Jakarta (ANTARA News) - Kaum konservatif di media sosial meluncurkan upaya untuk memboikot Starbucks setelah CEO perusahaan itu berjanji untuk mempekerjakan 10.000 pengungsi.

Pengumuman Starbucks itu bertujuan mengkritik Presiden Donald Trump yang menghentikan program pengungsi AS dan memblokir masuknya pengunjung dari tujuh negara dengan mayoritas penduduk Muslim.

Boikot terhadap Starbucks pun menjadi tren di Twitter dengan hashtag #BoycottStarbuks, seperti akun Missouri 4 TRUMP yang mengatakan "Siapa saja yang muak dengan CEO @Starbucks yang mendorong agenda politiknya melalui kopi dan di bawah tenggorokan kita? #BoycottStarbucks"

Ada juga yang mengunggah foto tangkapan layar (screenshot) yang menunjukkan konfirmasi penghapusan aplikasi Starbucks yang disertai cuitan "Saya telah menghancurkan "Kartu Gold" @Starbucks, dan saya telah menghapus aplikasinya! #BoycottStarbucks, lebih dari seribu (dolar AS) yang saya habiskan di sana per tahun, tinggal kenangan!" (Baca juga: Aplikasi Starbucks AS tambah perintah suara)

Beberapa orang mengeluhkan, Starbucks sebaiknya mempekerjakan veteran dari pada pengungsi, namun perusahaan itu sudah memiliki program tersebut yang mempekerjakan veteran dan pasangannya.

Beberapa waktu kemudian, hashtag #DrinkStarbucksToFightBigotry muncul, yang kemudian juga menjadi tren, untuk melawan #BoycottStarbucks.

Salah satunya akun #NoBanNoWall yang berkicau "Saya pikir ini saatnya meminum lebih banyak Starbucks.

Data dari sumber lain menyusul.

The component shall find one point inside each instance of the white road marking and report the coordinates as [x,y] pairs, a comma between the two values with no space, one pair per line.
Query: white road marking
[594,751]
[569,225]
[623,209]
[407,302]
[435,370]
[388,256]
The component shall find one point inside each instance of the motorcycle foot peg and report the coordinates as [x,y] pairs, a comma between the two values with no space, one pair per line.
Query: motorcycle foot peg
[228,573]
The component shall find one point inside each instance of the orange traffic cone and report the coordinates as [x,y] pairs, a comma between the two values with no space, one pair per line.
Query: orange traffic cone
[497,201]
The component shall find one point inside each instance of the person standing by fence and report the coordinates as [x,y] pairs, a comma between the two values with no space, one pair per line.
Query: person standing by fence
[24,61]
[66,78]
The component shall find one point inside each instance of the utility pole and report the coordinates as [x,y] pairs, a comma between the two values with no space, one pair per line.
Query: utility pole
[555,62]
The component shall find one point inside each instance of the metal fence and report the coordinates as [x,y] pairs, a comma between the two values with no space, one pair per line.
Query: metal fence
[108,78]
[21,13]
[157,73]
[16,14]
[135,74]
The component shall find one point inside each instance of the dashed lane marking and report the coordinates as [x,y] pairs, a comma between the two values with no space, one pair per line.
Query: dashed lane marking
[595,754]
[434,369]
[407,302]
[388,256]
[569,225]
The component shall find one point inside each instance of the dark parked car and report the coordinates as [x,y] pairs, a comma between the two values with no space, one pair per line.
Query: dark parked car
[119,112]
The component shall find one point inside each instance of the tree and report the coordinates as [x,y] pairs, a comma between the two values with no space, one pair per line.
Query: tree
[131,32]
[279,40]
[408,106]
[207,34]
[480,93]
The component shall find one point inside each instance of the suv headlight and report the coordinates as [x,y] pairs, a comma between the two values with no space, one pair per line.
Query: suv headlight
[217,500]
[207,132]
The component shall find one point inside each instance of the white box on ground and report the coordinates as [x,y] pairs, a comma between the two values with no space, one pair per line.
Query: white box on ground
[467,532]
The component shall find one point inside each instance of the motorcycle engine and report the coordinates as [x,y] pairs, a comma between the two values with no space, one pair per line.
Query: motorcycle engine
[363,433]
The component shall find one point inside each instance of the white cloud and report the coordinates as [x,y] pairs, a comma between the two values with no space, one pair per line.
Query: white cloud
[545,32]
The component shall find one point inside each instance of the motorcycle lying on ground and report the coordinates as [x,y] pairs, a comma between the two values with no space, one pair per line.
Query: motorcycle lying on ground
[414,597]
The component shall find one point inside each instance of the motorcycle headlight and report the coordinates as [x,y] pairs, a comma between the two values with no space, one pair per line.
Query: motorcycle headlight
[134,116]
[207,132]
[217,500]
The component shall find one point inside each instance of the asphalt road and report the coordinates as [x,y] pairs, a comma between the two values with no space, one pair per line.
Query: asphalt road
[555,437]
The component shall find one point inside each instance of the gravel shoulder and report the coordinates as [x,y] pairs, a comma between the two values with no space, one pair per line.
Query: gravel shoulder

Mereka membuat penyataan akan mempekerjakan para pengungsi! #DrinkStarbucksToFightBigotry".

"Mulai besok saya akan bekerja DENGAN BANGGA mengenakan apron hijau @Starbucks #DrinkStarbucksToFightBigotry

Bahkan ada netizen pendukung Starbucks yang menulis menggunakan #BoycottStarbucks. "Sangat semangat untuk minum Starbucks #DrinkStarbucks sekarang karena ada #BoycottStarbucks. Artinya antrean lebih pendek! orang rasis pemarah jadi lebih sedikit! pekerjaan untuk pengungsi! demikian seperti dilansir laman The Huffington Post.